The first column of Fig. 1 shows two typical images of the first test sequence with serious color similarity between foreground and background. Detected foreground by
${\varphi}_{G}^{t}$
,
${\varphi}_{U}^{t}$
,
${\varphi}_{P}^{t}$
,
${\varphi}_{T}^{t}$
, and
${\varphi}_{H}^{t}$
is shown from the second to the sixth columns, respectively. Segmentations of 32 frames are compared with the ground truth in terms of recall,^{1} which is able to characterize the robustness of the segmentations to splits and defects due to the color similarity problem. The performance test is shown in Fig. 2.

Figure 2 shows that the segmentation performance is certainly dependent on the model performance. By the use of motion information, the model accuracy is largely improved compared with ${\varphi}_{G}^{t}$ ; as a result, segmentations with much better recall are derived by ${\varphi}_{P}^{t}$ and ${\varphi}_{T}^{t}$ . The segmentations by ${\varphi}_{T}^{t}$ are a little better than the segmentations by ${\varphi}_{P}^{t}$ , because of the better model performance of ${\varphi}_{T}^{t}$ . The reason for this is that the information in the current frame is used by the tracker but not by the predictor.

The shape alone cannot provide a notable improvement in modeling and segmentation. However, combining motion and shape, as ${\varphi}_{H}^{t}$ , displays more obvious improvement than using motion or shape alone. Some foreground pixels still cannot be detected in the last of Fig. 1. This suggests the use of finer features for shape representation, such as the Zernike moment descriptor and the Fourier descriptor. The performance of different shape descriptors for foreground modeling also can be identified by the proposed metric.

Experimental results on the second test sequence are shown in Figs. 3 and 4. This sequence also can be seen in Ref. 11. The second column to the last column in Fig. 3 are segmentations by ${\varphi}_{G}^{t}$ , ${\varphi}_{U}^{t}$ , ${\varphi}_{P}^{t}$ , ${\varphi}_{T}^{t}$ , and ${\varphi}_{H}^{t}$ , respectively.
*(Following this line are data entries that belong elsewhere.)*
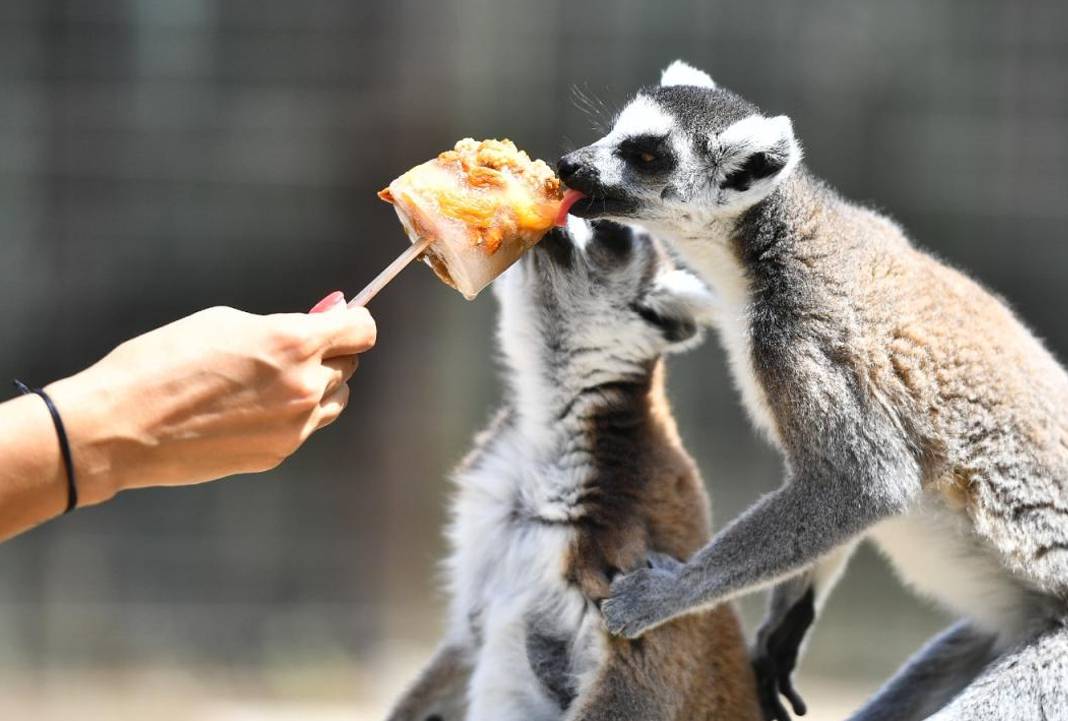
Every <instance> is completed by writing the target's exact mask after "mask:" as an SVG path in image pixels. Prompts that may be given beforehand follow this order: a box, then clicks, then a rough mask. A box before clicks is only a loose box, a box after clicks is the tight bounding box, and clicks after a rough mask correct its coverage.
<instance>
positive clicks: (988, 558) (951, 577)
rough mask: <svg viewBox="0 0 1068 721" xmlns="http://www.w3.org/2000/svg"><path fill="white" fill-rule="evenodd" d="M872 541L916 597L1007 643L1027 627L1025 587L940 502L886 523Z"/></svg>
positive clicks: (1000, 562) (982, 543) (950, 511)
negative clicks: (940, 605) (997, 634)
mask: <svg viewBox="0 0 1068 721" xmlns="http://www.w3.org/2000/svg"><path fill="white" fill-rule="evenodd" d="M871 537H873V538H874V539H875V542H876V543H877V544H878V546H879V548H880V550H881V551H882V552H883V553H884V554H885V555H886V557H888V558H889V559H890V561H891V563H892V564H893V565H894V568H895V569H896V570H897V573H898V575H899V576H900V577H901V579H902V580H904V581H905V582H906V583H908V584H909V585H910V586H912V587H913V589H914V590H915V591H916V592H917V593H920V594H922V595H924V596H927V597H929V598H932V599H935V600H937V601H939V602H940V604H941V605H943V606H944V607H946V608H948V609H951V610H953V611H955V612H957V613H960V614H963V615H964V616H967V617H969V618H971V620H972V621H974V622H975V623H976V624H978V625H979V626H980V627H983V628H985V629H987V630H989V631H991V632H993V633H1000V634H1002V637H1003V638H1005V637H1008V638H1011V636H1012V633H1014V632H1015V631H1019V630H1020V629H1021V627H1022V626H1023V625H1024V624H1025V623H1026V618H1025V617H1022V616H1026V615H1027V608H1028V605H1027V604H1026V602H1025V598H1026V595H1027V594H1026V591H1025V590H1024V587H1023V586H1022V584H1021V583H1020V582H1019V581H1018V580H1016V579H1014V578H1012V577H1011V576H1010V575H1009V573H1008V571H1007V570H1006V569H1005V566H1004V564H1002V563H1001V562H1000V561H999V560H998V559H996V558H994V551H993V550H991V549H988V548H986V547H985V546H984V544H983V543H981V542H980V540H979V539H978V538H976V537H975V535H974V533H973V531H972V530H971V528H970V526H969V523H968V521H967V519H965V518H964V517H963V516H961V515H959V514H956V513H953V512H951V511H947V510H946V508H944V507H942V506H941V505H940V501H938V500H937V499H926V500H925V501H924V502H923V503H922V504H921V506H920V507H917V508H916V510H915V511H913V512H911V513H910V514H909V515H907V516H901V517H897V518H893V519H891V520H888V521H883V522H882V523H880V524H879V526H877V527H876V528H875V530H874V531H873V533H871Z"/></svg>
We can think that the same curve as Fig. 2 can be obtained by observing Fig. 3. By comparing Figs. 3 and 4, the same conclusions can be obtained as those from the first test sequence.

## 4.

## Conclusion

We propose a metric to check the robustness of different foreground models with the uncertainty of the moving foreground. This metric is able to explain the difference in segmentations by different algorithms from the perspective of foreground modeling. Our future work is to develop new foreground models to more effectively take advantage of the motion and shape information of the moving object based on the proposed metric.

## Acknowledgments

The authors are grateful to the anonymous reviewers for their comments, which have helped us to improve this work. This study is supported by the China 863 High Tech. Plan (number 2007AA01Z164), and supported by the National Natural Science Foundation of China (numbers 60602012, 60772097, and 60675023).